- Star Range Location within Utah

Highest point
- Peak: Topache Peak
- Elevation: 6,880 ft (2,100 m)
- Coordinates: 38°20′02″N 113°09′13″W﻿ / ﻿38.333889°N 113.153611°W

Dimensions
- Length: 8 mi (13 km) SW x NE

Geography
- Country: United States
- State: Utah
- County: Beaver
- City: Milford
- Borders on: San Francisco Mountains-NW; Beaver Lake Mountains-N; Milford & Milford Valley-E; Mineral Mountains-E; Escalante Desert-SE, S & SW;

= Star Range =

Mountain range in the U.S. state of Utah

The Star Range is an 8-mile (12 km) long, small mountain range located in central Beaver County, Utah. The range is "star"-shaped as small ridges end at peaks, like fingers of a hand. Another adjacent range sequence southwest, the Shauntie Hills has other fingers of the star-shape.

Both ranges slope north towards flatlands south of the Sevier Lake region, (southwest Sevier Desert), and San Francisco Mountains.
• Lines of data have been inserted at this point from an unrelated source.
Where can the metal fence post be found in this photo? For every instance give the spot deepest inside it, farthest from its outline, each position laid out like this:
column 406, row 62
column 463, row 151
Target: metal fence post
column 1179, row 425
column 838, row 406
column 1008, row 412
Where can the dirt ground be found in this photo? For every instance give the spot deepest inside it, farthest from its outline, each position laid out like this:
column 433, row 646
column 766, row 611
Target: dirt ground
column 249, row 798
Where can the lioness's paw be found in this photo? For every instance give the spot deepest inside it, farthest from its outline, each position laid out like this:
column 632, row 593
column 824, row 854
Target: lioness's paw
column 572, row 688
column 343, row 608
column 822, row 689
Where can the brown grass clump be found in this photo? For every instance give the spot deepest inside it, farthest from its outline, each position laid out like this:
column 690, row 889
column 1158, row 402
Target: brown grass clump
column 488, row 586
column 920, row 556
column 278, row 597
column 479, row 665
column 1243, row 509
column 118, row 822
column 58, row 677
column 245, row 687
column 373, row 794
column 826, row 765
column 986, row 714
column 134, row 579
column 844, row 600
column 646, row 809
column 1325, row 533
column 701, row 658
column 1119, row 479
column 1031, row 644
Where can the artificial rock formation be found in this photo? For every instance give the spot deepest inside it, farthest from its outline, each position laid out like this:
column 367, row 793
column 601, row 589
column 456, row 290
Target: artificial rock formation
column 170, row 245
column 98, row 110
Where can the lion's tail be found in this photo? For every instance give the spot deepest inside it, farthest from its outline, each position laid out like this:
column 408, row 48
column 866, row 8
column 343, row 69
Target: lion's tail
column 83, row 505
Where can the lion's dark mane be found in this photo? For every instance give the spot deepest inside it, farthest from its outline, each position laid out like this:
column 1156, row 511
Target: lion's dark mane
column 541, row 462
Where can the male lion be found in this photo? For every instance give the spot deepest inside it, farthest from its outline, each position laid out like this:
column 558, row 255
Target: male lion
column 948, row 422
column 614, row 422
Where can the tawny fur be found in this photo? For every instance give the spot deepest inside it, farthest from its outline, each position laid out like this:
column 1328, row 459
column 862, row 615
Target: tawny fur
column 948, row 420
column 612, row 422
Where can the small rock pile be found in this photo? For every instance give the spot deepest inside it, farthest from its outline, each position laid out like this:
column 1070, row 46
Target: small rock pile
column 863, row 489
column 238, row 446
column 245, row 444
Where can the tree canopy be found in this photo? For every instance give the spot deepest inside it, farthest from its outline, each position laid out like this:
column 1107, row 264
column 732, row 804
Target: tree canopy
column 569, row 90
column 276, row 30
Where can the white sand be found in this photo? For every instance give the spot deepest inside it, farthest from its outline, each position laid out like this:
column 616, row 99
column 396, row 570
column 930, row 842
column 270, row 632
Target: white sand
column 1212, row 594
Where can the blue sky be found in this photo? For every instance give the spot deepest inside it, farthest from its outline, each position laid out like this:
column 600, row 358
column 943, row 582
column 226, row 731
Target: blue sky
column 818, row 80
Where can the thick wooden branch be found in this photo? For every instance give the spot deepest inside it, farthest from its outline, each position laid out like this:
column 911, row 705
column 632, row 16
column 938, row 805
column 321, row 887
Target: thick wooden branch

The south flank of the Star Range lies at the northeast perimeter of the Escalante Desert; Milford Valley, the site of Milford and a north-flowing stretch of the Beaver River (Sevier River), lies adjacent, and east of the range, a narrowing valley stretch with the Mineral Mountains bordering to the east.

==Description==
The range is only about 8-mi long. and trends southwest by northeast.

The highpoint of the range is Topache Peak, in the center-southeast bordering the Escalante Desert, at 6880 ft).

==Access==
Access to the northeast or south side of the Star Range is by way of Utah State Route 21, from Milford, or Upton. Utah 21 turns due-west at Milford and crosses the north foothills of the range. The northwest side of the range can be accessed from the same route, (farther west), by way of The Big Wash, which drain washes from the northwest foothills. Utah 21 goes to the southeast flank of the San Francisco Mountains, about 13-mi from Milford.